What 3 Measures Are Your Business Game Changers?
I don’t know what it is exactly, but Opening Day for Major League Baseball is special. Perhaps it is the realization that when the boys of summer come out to play, the chilled grasp of Old Man Winter is all but gone and the prospect of warm sunny days is finally at our doorstep. Or, maybe its nostalgic. After all, it was this game that made famous the original trading cards. With their image on the front and stats on the back of card stock rectangles, players were immortalized in every child’s mind and carried around as sacred trophies.
Whatever the reason, whether it is the physiological sights, sounds and smells of the ballpark or the subconscious hopes that Spring has official sprung, Opening Day is medicine to the human condition. It was the poet Walt Whitman who said “…we have observed several parties of youngsters playing ‘base’, a certain game of ball…Let us go forth awhile, and get better air in our lungs. Let us leave our close rooms…the game of ball is glorious.” I couldn’t agree more.
From a data perspective, the game of ‘base’ has no equal. It’s a game where every movement is recorded. Every pitch, every swing – all motion is measured by percentages, averages and time. It is a game so majestic that its measurements transcend time limitations; a game so holy that a tied score would be a sacrilege. Over the years, the statistical analysis has increased and new measures are garnering attention by scouts, managers and the front office in making decisions on personnel contracts. For me, I am a huge fan of the statistic applied to pitchers called WHIP (Walks + Hits per Innings Pitched). It measures the pitcher’s effectiveness at keeping runners from reaching base, their ultimate goal. ERA (Earned Run Average) is a solid metric for sure. However, if a pitcher walks a batter with two outs and the next batter hits a deep fly ball followed by the center fielder making an error, the runner scores. That run is considered “unearned” and is not reflected in the pitcher’s ERA. The way I see it, if a pitcher has a low WHIP, he removes scoring risk, regardless of “fault.”
WHIP is combination of three measures (walks, hits, innings) that provide tremendous insight. Just looking at the number of walks issued, hits given up or innings pitched as silo metrics certainly has some value, but the combination of the three is infinitely more telling about the pitcher’s effectiveness and probability of winning.

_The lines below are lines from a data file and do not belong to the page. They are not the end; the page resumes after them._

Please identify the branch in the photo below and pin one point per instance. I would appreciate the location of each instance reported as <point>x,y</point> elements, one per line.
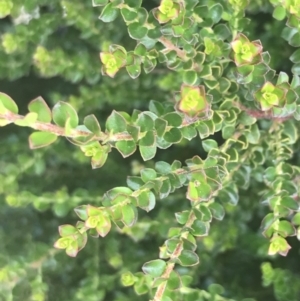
<point>169,45</point>
<point>261,114</point>
<point>170,266</point>
<point>59,131</point>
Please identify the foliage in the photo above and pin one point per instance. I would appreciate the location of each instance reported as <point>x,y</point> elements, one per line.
<point>212,79</point>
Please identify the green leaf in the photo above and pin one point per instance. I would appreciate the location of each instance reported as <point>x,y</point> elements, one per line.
<point>134,71</point>
<point>217,210</point>
<point>61,112</point>
<point>182,217</point>
<point>190,77</point>
<point>81,211</point>
<point>296,219</point>
<point>200,228</point>
<point>156,107</point>
<point>40,107</point>
<point>228,131</point>
<point>295,40</point>
<point>295,57</point>
<point>215,12</point>
<point>109,13</point>
<point>279,13</point>
<point>285,228</point>
<point>216,289</point>
<point>92,124</point>
<point>129,214</point>
<point>127,279</point>
<point>160,126</point>
<point>128,14</point>
<point>148,139</point>
<point>99,158</point>
<point>174,281</point>
<point>165,189</point>
<point>154,268</point>
<point>279,245</point>
<point>148,174</point>
<point>116,123</point>
<point>189,132</point>
<point>41,139</point>
<point>66,230</point>
<point>145,122</point>
<point>188,258</point>
<point>28,120</point>
<point>99,2</point>
<point>134,131</point>
<point>8,103</point>
<point>146,200</point>
<point>173,119</point>
<point>163,167</point>
<point>253,134</point>
<point>209,144</point>
<point>296,69</point>
<point>147,152</point>
<point>126,148</point>
<point>137,31</point>
<point>173,136</point>
<point>134,182</point>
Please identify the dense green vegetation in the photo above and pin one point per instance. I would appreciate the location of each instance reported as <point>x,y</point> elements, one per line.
<point>171,127</point>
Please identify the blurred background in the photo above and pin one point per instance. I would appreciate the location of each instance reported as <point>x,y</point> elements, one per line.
<point>51,49</point>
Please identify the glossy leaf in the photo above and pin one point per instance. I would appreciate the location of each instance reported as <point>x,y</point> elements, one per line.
<point>61,112</point>
<point>40,107</point>
<point>41,139</point>
<point>154,268</point>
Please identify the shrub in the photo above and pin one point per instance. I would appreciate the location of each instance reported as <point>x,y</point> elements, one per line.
<point>160,233</point>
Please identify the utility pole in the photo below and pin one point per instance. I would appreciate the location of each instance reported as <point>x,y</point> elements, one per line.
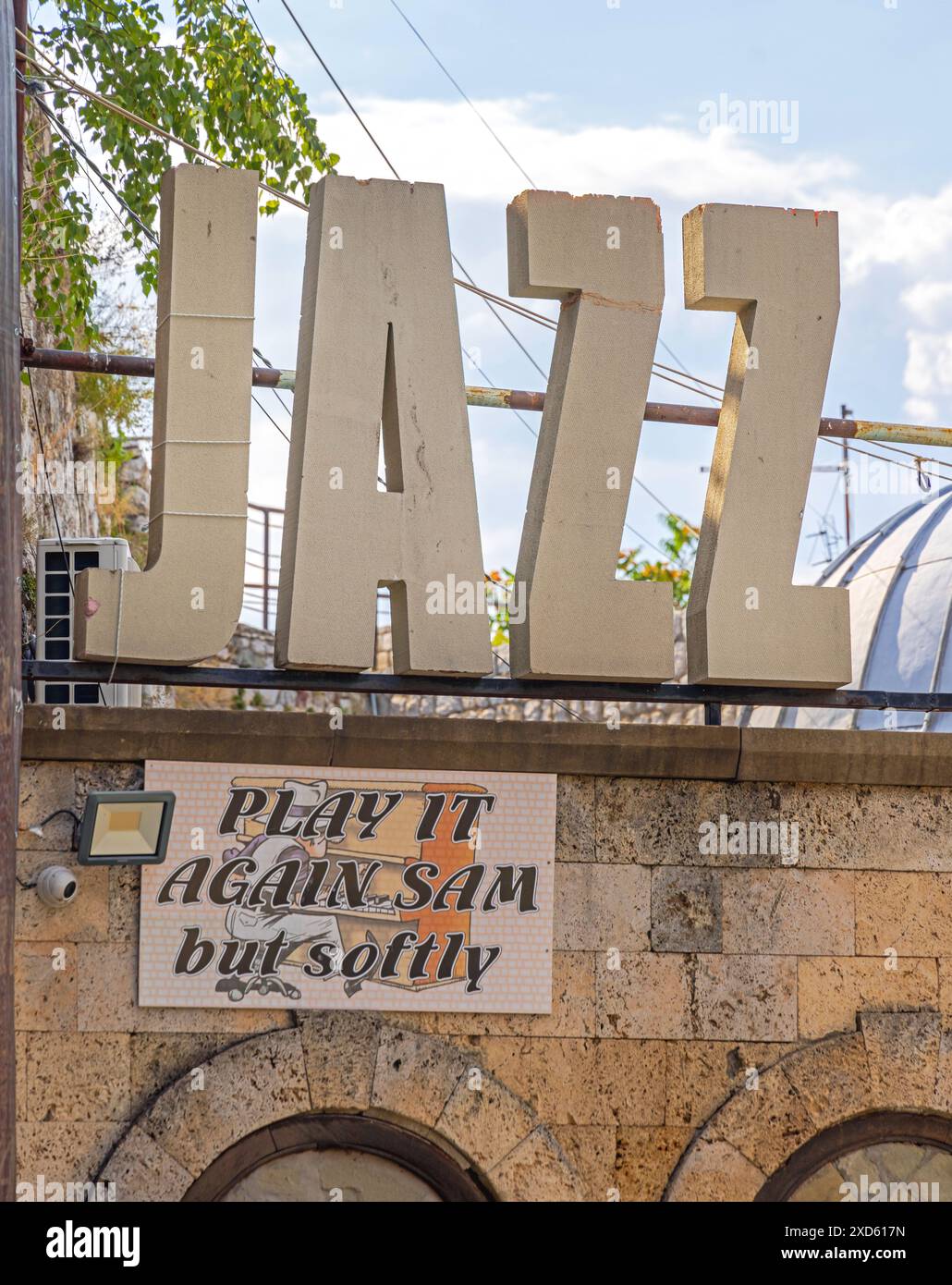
<point>12,14</point>
<point>844,414</point>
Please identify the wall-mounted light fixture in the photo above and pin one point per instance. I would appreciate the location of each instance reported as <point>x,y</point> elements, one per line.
<point>126,827</point>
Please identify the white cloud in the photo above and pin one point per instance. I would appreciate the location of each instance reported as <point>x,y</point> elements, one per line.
<point>929,302</point>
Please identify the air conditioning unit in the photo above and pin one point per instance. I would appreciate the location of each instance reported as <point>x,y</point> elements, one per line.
<point>55,567</point>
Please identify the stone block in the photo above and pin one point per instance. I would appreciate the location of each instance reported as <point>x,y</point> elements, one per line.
<point>63,1150</point>
<point>747,997</point>
<point>415,1074</point>
<point>537,1169</point>
<point>646,997</point>
<point>902,912</point>
<point>79,1077</point>
<point>832,991</point>
<point>903,1055</point>
<point>766,1122</point>
<point>645,1160</point>
<point>250,1084</point>
<point>142,1170</point>
<point>599,906</point>
<point>832,1078</point>
<point>787,912</point>
<point>45,991</point>
<point>685,909</point>
<point>703,1073</point>
<point>484,1120</point>
<point>339,1055</point>
<point>590,1150</point>
<point>575,819</point>
<point>158,1060</point>
<point>714,1170</point>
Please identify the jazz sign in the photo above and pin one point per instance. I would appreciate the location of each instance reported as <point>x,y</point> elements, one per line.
<point>379,360</point>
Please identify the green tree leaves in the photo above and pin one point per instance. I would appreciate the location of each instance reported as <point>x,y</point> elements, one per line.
<point>213,82</point>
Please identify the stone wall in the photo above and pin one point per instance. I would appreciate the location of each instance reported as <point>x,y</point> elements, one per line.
<point>695,996</point>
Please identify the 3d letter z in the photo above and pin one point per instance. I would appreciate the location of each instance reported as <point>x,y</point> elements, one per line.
<point>747,622</point>
<point>602,256</point>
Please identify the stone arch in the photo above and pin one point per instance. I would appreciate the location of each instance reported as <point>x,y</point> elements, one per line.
<point>341,1063</point>
<point>893,1061</point>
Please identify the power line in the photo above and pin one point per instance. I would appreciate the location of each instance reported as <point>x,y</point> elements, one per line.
<point>464,95</point>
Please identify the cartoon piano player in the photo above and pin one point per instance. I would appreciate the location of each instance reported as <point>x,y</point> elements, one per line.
<point>339,929</point>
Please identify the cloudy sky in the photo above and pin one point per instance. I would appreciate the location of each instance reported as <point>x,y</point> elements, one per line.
<point>625,96</point>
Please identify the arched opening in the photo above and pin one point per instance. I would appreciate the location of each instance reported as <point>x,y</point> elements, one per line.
<point>336,1158</point>
<point>886,1156</point>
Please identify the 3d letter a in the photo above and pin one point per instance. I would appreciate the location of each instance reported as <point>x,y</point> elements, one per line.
<point>201,428</point>
<point>379,358</point>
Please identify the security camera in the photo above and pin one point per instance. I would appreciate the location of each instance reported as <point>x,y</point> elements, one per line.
<point>55,886</point>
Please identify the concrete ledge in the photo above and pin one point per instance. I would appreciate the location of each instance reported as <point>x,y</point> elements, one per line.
<point>441,744</point>
<point>844,757</point>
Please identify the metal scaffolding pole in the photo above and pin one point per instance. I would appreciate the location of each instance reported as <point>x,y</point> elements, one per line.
<point>494,398</point>
<point>10,698</point>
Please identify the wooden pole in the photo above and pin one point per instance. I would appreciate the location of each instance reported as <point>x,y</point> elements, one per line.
<point>10,689</point>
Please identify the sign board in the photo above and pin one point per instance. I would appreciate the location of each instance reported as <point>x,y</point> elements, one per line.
<point>346,888</point>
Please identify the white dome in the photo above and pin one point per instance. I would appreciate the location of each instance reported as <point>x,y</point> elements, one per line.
<point>899,580</point>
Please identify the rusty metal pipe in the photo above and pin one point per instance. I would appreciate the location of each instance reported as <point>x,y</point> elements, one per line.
<point>497,398</point>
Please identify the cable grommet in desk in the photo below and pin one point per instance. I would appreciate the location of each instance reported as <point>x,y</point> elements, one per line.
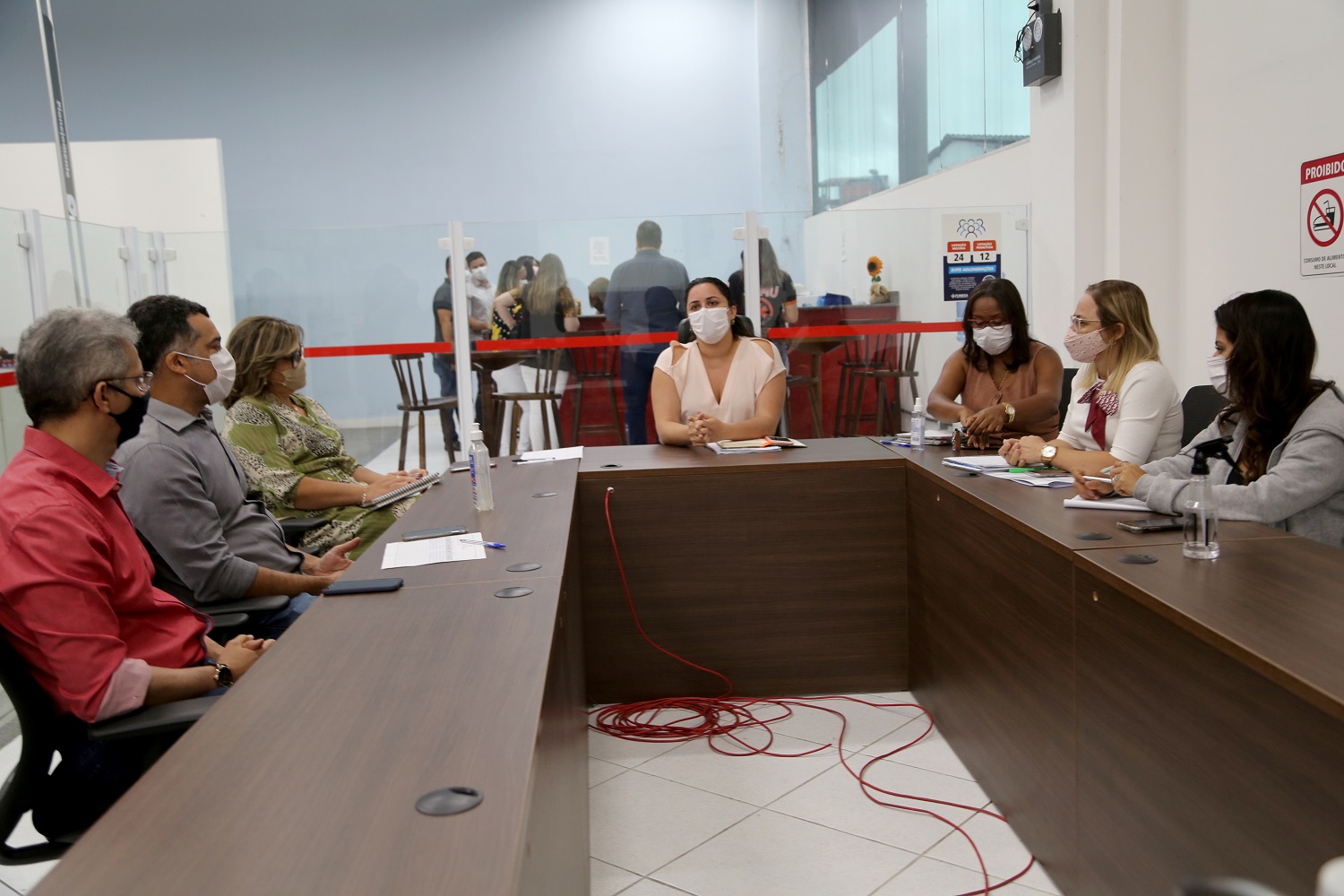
<point>449,801</point>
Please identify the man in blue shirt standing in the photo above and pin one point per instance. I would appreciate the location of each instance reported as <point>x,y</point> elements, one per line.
<point>647,295</point>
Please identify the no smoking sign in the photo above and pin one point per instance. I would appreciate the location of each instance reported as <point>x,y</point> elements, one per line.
<point>1322,217</point>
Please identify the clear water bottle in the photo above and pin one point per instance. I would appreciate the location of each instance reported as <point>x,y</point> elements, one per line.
<point>480,460</point>
<point>1201,508</point>
<point>917,425</point>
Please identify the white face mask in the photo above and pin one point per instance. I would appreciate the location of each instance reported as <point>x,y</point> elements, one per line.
<point>1218,374</point>
<point>710,324</point>
<point>217,390</point>
<point>994,340</point>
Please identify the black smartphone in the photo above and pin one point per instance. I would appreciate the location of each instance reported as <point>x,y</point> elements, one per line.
<point>1150,525</point>
<point>363,586</point>
<point>433,533</point>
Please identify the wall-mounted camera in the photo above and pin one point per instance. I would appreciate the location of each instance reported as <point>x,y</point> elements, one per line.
<point>1039,45</point>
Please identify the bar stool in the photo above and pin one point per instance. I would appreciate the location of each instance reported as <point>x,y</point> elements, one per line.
<point>862,359</point>
<point>410,379</point>
<point>597,365</point>
<point>903,367</point>
<point>547,365</point>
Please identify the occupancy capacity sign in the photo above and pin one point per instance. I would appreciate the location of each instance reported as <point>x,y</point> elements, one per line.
<point>1320,222</point>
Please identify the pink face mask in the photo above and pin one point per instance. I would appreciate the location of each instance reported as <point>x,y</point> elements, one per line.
<point>1085,347</point>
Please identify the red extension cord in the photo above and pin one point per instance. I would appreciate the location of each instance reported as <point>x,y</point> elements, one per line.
<point>722,716</point>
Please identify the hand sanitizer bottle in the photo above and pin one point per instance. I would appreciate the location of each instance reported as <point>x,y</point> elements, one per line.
<point>480,461</point>
<point>1201,508</point>
<point>917,426</point>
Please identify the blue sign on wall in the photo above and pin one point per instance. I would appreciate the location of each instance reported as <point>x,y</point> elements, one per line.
<point>959,280</point>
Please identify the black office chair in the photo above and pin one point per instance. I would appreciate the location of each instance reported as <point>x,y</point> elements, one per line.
<point>1223,885</point>
<point>1067,392</point>
<point>1201,405</point>
<point>45,732</point>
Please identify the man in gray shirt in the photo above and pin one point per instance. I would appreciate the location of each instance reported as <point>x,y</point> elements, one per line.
<point>185,493</point>
<point>645,295</point>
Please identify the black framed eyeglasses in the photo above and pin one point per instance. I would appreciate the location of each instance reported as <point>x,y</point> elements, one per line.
<point>140,383</point>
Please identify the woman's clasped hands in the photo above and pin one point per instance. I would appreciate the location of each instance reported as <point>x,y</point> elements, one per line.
<point>703,429</point>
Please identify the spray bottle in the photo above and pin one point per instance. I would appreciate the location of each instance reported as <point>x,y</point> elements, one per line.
<point>1201,508</point>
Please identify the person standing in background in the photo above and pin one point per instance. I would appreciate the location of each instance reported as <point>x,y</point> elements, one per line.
<point>597,295</point>
<point>779,297</point>
<point>481,295</point>
<point>645,295</point>
<point>443,309</point>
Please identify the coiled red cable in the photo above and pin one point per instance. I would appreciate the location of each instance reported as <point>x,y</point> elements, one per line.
<point>711,718</point>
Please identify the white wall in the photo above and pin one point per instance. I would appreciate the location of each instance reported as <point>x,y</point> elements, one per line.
<point>169,185</point>
<point>1257,105</point>
<point>175,185</point>
<point>1168,155</point>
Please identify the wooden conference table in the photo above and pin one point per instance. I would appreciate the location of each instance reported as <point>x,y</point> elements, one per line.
<point>1136,723</point>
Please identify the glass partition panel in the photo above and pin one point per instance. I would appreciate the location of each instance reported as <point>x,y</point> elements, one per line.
<point>15,316</point>
<point>902,90</point>
<point>199,271</point>
<point>107,271</point>
<point>58,247</point>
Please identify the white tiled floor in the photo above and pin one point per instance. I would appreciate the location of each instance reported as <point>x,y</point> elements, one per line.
<point>19,879</point>
<point>669,820</point>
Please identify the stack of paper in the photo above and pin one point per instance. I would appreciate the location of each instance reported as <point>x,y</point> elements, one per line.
<point>978,463</point>
<point>1107,504</point>
<point>760,449</point>
<point>1064,479</point>
<point>446,549</point>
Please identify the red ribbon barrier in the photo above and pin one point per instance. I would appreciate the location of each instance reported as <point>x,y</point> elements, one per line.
<point>782,333</point>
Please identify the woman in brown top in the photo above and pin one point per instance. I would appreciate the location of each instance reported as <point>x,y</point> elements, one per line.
<point>1008,383</point>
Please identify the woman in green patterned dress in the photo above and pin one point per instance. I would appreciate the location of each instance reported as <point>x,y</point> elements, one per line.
<point>290,449</point>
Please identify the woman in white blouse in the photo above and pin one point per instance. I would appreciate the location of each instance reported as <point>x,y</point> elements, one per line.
<point>1124,405</point>
<point>722,386</point>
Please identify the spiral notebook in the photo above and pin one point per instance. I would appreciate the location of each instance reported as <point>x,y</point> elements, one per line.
<point>405,492</point>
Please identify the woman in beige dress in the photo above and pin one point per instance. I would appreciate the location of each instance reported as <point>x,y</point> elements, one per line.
<point>1008,383</point>
<point>722,386</point>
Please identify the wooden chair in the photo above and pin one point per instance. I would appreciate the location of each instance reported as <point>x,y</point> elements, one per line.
<point>416,400</point>
<point>902,366</point>
<point>597,366</point>
<point>547,363</point>
<point>862,359</point>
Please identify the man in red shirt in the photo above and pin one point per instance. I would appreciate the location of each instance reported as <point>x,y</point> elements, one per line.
<point>75,594</point>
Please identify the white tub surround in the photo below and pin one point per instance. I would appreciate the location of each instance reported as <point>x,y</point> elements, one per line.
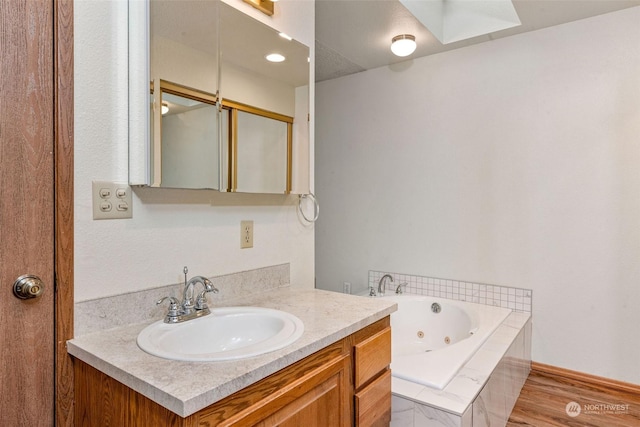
<point>173,385</point>
<point>449,338</point>
<point>481,394</point>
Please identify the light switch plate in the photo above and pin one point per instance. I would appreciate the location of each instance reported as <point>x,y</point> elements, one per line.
<point>111,200</point>
<point>246,234</point>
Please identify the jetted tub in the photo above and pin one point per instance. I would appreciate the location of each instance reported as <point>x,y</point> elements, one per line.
<point>432,338</point>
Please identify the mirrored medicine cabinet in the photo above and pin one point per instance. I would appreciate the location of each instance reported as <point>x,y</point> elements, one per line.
<point>206,109</point>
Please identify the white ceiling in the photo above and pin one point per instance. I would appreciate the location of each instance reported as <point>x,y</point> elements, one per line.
<point>355,35</point>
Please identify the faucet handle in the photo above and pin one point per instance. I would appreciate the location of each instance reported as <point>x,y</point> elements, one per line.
<point>399,288</point>
<point>201,300</point>
<point>174,311</point>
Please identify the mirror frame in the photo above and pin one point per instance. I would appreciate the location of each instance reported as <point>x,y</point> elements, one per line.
<point>140,144</point>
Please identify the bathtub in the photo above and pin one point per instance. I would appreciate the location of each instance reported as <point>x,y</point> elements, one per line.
<point>429,346</point>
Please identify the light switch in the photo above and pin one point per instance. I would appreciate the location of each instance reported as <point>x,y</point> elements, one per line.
<point>111,200</point>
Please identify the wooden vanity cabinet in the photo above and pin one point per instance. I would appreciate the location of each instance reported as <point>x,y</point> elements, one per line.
<point>345,384</point>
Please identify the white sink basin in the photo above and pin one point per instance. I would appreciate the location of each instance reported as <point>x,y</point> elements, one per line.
<point>227,333</point>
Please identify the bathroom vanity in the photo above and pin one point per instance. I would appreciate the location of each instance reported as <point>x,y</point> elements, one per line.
<point>337,373</point>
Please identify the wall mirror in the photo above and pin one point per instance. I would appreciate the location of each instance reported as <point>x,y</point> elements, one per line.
<point>219,114</point>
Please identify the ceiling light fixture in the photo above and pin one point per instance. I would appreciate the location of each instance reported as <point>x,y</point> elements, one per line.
<point>275,57</point>
<point>403,45</point>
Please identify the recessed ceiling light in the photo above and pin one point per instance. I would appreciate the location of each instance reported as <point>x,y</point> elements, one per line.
<point>275,57</point>
<point>403,45</point>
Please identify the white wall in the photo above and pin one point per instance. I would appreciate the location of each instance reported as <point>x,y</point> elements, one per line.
<point>514,162</point>
<point>170,228</point>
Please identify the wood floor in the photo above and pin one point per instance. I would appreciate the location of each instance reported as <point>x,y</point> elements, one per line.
<point>544,399</point>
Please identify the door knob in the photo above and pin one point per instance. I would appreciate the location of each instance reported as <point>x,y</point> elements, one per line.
<point>28,286</point>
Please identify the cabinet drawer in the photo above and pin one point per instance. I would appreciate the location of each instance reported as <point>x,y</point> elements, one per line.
<point>373,403</point>
<point>372,356</point>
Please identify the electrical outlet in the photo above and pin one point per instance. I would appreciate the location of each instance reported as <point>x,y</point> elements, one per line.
<point>111,200</point>
<point>246,234</point>
<point>346,287</point>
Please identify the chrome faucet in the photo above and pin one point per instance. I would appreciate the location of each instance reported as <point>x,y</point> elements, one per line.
<point>187,310</point>
<point>382,282</point>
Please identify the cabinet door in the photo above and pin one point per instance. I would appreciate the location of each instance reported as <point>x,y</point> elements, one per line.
<point>320,398</point>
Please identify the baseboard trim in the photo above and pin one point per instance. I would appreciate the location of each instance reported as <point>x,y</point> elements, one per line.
<point>584,377</point>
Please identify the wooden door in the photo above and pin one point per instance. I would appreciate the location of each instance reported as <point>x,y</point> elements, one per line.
<point>26,210</point>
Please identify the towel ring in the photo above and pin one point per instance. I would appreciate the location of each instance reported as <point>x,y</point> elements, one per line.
<point>316,207</point>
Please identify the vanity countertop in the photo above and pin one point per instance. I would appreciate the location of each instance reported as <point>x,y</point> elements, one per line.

My gut tells me that in your company you have all sorts of “walks, hits and innings” metrics floating around the office, some in spreadsheets and some in your CRM or financial system. Those metrics probably get dusted off once a quarter for a meeting or two then go relatively unnoticed for months at a time. Why is that? I think that while they aren’t all that interesting by themselves, combining relevant data points to provide context and possibly new measures transforms those old, stand-by metrics into game changers. So, on a day when we celebrate that glorious game, I challenge you to find your business “WHIP” and see how it changes the way you run your business.